As we start migrating away from sea level rise, one of the things we have to be cautious about is that we don’t do it on the backs of those that don’t have a voice, that we don’t disproportionally put the burden to move on low-income areas—especially if it means that that space is being redeveloped for more affluent communities. We don’t want to be picking the winners and losers in climate change based upon economic factors.

It’s no secret that our National Flood Insurance Program is ill-equipped to deal with the scope of flooding we’re experiencing today and will be in the future. Reforming it is necessary, but it’s not the whole answer, right?

I do think we need to stop providing [federal] flood insurance to new construction in flood zones. Go to the private market. If they will write it—have a nice day. If not, don’t rebuild.

But the double-edged sword of letting market forces drive mitigation is that it will displace low-income families in low-lying communities. In some coastal areas market forces are already pricing risk out of the range of people who are least able to afford it. Which means they are getting priced out of housing markets within reasonable distances to their work and schools and community.
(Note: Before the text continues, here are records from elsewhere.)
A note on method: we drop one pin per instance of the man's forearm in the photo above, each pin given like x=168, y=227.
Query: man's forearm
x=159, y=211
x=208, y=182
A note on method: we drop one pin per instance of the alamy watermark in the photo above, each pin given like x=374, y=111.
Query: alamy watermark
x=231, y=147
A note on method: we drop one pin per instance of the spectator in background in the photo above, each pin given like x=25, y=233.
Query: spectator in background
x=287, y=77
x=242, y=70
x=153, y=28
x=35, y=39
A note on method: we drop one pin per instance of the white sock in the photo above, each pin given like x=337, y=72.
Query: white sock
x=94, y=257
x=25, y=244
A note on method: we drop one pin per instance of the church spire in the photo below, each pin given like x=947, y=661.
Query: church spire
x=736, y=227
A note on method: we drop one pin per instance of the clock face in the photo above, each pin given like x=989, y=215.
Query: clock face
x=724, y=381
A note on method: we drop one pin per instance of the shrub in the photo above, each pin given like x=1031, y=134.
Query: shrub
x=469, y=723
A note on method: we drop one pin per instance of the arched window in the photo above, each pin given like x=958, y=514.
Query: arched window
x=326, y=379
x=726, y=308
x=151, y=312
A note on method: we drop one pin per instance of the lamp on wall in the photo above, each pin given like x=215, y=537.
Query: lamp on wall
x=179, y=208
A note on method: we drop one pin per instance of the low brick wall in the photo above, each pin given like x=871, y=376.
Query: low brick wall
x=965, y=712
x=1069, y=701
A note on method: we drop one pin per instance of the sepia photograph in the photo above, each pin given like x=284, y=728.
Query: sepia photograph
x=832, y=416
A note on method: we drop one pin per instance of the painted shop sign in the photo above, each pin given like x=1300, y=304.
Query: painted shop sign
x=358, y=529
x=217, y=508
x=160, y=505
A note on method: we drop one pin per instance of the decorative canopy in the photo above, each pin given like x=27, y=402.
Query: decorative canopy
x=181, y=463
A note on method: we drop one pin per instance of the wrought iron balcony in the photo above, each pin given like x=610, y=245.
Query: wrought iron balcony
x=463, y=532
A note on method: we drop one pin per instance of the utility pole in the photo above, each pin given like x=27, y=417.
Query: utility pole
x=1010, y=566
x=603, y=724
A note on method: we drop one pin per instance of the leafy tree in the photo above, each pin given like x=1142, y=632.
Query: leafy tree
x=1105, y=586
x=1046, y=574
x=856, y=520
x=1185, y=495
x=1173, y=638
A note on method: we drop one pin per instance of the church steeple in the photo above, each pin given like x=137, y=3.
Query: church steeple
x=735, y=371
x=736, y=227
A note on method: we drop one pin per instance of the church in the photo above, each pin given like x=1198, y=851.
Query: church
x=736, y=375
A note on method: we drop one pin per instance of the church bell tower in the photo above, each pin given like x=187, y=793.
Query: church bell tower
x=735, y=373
These populations are also the least able to manage and survive the financial impacts of recurring floods that sea level rise will bring. So if the government offers buyouts, it gives them the opportunity to move. But you can’t be callous about it; you first have to target affordable housing with good schools and good infrastructure, so people have somewhere to go in their community.

There’s very few places you can go that don’t have any kind of disasters. But the question is: How fast can you bounce back? This is about taking a step back and not just looking at disaster programs but looking at how communities are planning their futures. If they’re going to start displacing their populations due to climate change, how are they going to build affordable communities for the workforce necessary for their economy? Or are they increasingly creating the climate haves and the climate have-nots?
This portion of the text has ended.